È una sfortuna che il novanta per cento dei bambini siano oggi rovinati dai genitori stessi che non esercitano un controllo opportuno su di loro; se le azioni sbagliate dei figli vengono corrette sul momento, essi crescono nel modo giusto. I genitori non dovrebbero mostrare alcuna indulgenza verso i figli che deviano; è il loro affetto malriposto a lasciare privi di correzione i figli che sbagliano. A che serve avere dei figli che non seguono la rettitudine? Che cosa guadagnò Dhritarashtra dai suoi cento figli malvagi? Egli non li riprendeva a dispetto degli avvertimenti di Krishna e Vidura; infine la famiglia intera fu cancellata. Non ha senso gioire quando nasce un figlio; il tempo per gioire verrà quando crescerà, si guadagnerà un buon nome e una buona fama portando così onore ai suoi genitori. Ogni figlio dovrebbe far contenta sua madre e chiederle nient’altro che amore e benedizioni. Ella dovrebbe sforzarsi di tenere i figli sulla retta via. Soltanto madri e figli simili meritano un buon nome. Quando madri e figli agiscono correttamente, la nazione si sviluppa secondo linee giuste e la rettitudine si espande dalla famiglia a tutto il mondo. Ci sono genitori che chiedono ai figli che vanno da Swami: “Che pazzia ti ha preso? Perché vai da Sai?” Quale forma di pazzia desiderano questi genitori per la loro progenie? Vogliono che diventino dei rissosi e picchiatori? Vogliono che siano matti per i soldi? Che cosa darà loro il denaro che possa eguagliare la grazia di Dio? Ciò che ognuno dovrebbe cercare è la grazia di Dio che è un tesoro più grande di tutte le ricchezze del mondo.
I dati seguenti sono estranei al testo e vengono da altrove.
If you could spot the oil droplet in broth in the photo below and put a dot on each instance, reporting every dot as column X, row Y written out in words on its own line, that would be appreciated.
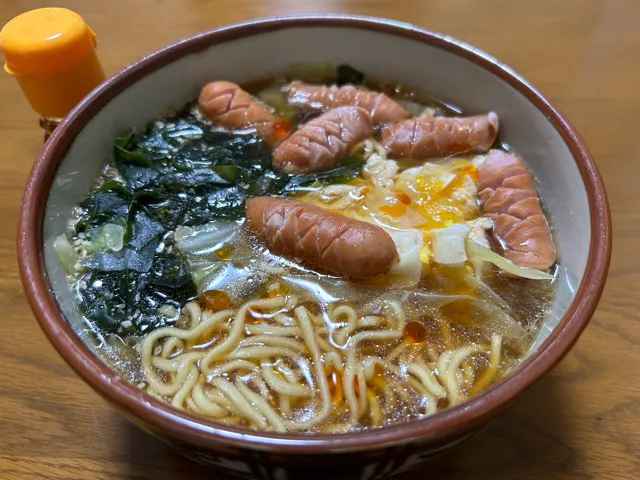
column 414, row 332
Dio è la meta della vita umana
Niente dovrebbe intralciare la vostra ricerca di Dio. Dovete essere pronti a qualunque sacrificio o ad affrontare qualsiasi opposizione per amore di Dio. Prahlâda affrontò la collera e l’odio di suo padre Hiranyakashipu nell’aderire alla sua fede in Nârâyana; Vibhîshana si separò da suo fratello Râvana quando questi ostacolò la sua devozione per Râma. Se vostra madre avversa la vostra devozione per Dio, dovete esser pronti ad abbandonarla come fece Bharata quando Kaikeyî cercò di separarlo da Râma. Mîrâ fu pronta a lasciare suo marito piuttosto che abbandonare la sua devozione per Krishna. L’imperatore Bali rifiutò il consiglio del suo guru Shukrâchârya quando questi gli suggerì di non mantener fede alla promessa fatta a Vâmana (Vishnu). Questi sono esempi di devoti che non si tirarono indietro nel difendere la loro devozione per Dio. Il raggiungimento di Dio è la meta e il destino della vita umana. Dalla nascita in poi, la sofferenza insegue l’uomo per tutta la vita in una forma o nell’altra. Se vuol mantenere l’equanimità e la pace nell’affrontare tutti questi travagli, egli deve vivere rettamente con salda fede in Dio. Non occorre abbandonare i doveri normali di uno studente o di un capofamiglia, ma si dovrebbe fare ogni cosa come un’offerta a Dio, in modo che ogni azione ordinaria diventi sacra. L’amore per Dio dovrebbe esprimersi sotto forma di consacrazione di ogni azione. Questo è il Mio Messaggio per voi in questo sacro giorno.